Durante
la época colonial, en la ciudad de Toluca, Estado de México, vivía una dama
aristocrática llamada Isabel Hernández. Un día la mujer acudió muy asustada a
ver a su confesor, Benito de Pedrochea, para comunicarle en confesión que todas
las noches, y a veces durante el día, se le aparecía la figura de un hombre
colgado de una cuerda. Al escuchar la narración, el cura trató de calmar a la
mujer y le dijo que tal aparición la causaba su imaginación o que tal vez se
trataba de una pesadilla.
Pero al siguiente día,
Isabel regresó a la iglesia con el mismo cuento y muy asustada. Esto sucedió
durante una semana, y como el padre ya estaba fastidiado de oír quejarse a su
feligresa, decidió acudir a la casa de la mujer y ver por si mismo tan extraña
aparición. Y efectivamente, cerca de la medianoche apareció en el salón la
imagen del hombre colgado.
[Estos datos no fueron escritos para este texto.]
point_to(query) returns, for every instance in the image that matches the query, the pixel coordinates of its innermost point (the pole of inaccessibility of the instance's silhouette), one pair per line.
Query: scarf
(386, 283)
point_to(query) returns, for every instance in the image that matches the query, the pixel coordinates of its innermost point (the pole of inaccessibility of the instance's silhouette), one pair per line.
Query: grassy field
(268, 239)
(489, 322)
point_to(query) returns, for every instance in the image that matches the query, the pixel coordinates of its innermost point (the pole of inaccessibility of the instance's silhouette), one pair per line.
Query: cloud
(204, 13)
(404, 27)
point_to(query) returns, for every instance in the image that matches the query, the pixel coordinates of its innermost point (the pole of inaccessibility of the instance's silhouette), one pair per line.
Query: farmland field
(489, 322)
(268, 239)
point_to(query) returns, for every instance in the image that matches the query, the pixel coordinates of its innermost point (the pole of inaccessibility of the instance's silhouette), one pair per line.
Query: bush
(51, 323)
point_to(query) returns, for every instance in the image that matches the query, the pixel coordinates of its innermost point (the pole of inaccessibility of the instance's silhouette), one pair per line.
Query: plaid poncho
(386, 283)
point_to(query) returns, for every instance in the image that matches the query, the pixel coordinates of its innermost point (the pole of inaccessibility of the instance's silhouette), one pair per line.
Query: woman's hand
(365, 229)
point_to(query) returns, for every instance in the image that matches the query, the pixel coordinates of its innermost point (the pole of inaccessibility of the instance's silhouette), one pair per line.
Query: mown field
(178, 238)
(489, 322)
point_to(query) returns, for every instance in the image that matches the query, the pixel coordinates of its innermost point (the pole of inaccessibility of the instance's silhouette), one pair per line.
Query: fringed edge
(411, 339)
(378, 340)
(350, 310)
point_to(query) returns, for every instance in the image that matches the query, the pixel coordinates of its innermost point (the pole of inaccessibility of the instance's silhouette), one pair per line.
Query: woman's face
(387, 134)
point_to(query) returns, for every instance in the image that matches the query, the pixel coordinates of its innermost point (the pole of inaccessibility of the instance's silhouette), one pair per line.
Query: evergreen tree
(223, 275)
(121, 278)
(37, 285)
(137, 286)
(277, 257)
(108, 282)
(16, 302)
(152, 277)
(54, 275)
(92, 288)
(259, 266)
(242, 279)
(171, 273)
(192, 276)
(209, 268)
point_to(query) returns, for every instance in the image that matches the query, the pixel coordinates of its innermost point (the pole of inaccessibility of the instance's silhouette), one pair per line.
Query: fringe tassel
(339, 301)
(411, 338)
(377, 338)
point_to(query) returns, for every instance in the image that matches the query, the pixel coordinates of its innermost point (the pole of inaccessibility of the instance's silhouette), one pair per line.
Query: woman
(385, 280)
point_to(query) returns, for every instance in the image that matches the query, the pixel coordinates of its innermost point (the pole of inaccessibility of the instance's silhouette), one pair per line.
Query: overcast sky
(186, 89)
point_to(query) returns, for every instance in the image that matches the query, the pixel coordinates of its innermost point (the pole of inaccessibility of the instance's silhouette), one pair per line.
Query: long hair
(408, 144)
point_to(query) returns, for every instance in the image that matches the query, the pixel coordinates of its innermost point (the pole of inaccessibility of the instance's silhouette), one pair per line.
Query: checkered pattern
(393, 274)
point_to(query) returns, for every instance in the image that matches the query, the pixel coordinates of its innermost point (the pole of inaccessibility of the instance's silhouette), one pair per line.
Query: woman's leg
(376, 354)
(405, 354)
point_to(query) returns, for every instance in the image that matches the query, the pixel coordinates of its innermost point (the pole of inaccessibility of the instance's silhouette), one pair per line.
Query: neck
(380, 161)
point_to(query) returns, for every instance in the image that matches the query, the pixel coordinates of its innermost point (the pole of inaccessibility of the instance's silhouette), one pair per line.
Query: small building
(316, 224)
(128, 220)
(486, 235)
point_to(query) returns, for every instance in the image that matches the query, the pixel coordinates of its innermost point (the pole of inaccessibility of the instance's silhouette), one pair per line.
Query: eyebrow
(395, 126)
Isabel se desvaneció del susto y el sacerdote,
aunque también asustado instó al hombre para que le dijese qué era lo que
quería. El espanto le respondió que solamente hablaría con Isabel. Rápidamente,
el cura despertó a la mujer. Entonces el fantasma habló.
Les
contó que hacía unos cuantos años había seducido a una joven prometiéndole
matrimonio el cual nunca se celebró. Al verse deshonrada, la pobre chica jamás
volvió a salir de su casa, por la vergüenza que sentía. El seductor huyó de la
ciudad una vez satisfecho su deseo. Al poco tiempo murió en un fatal accidente.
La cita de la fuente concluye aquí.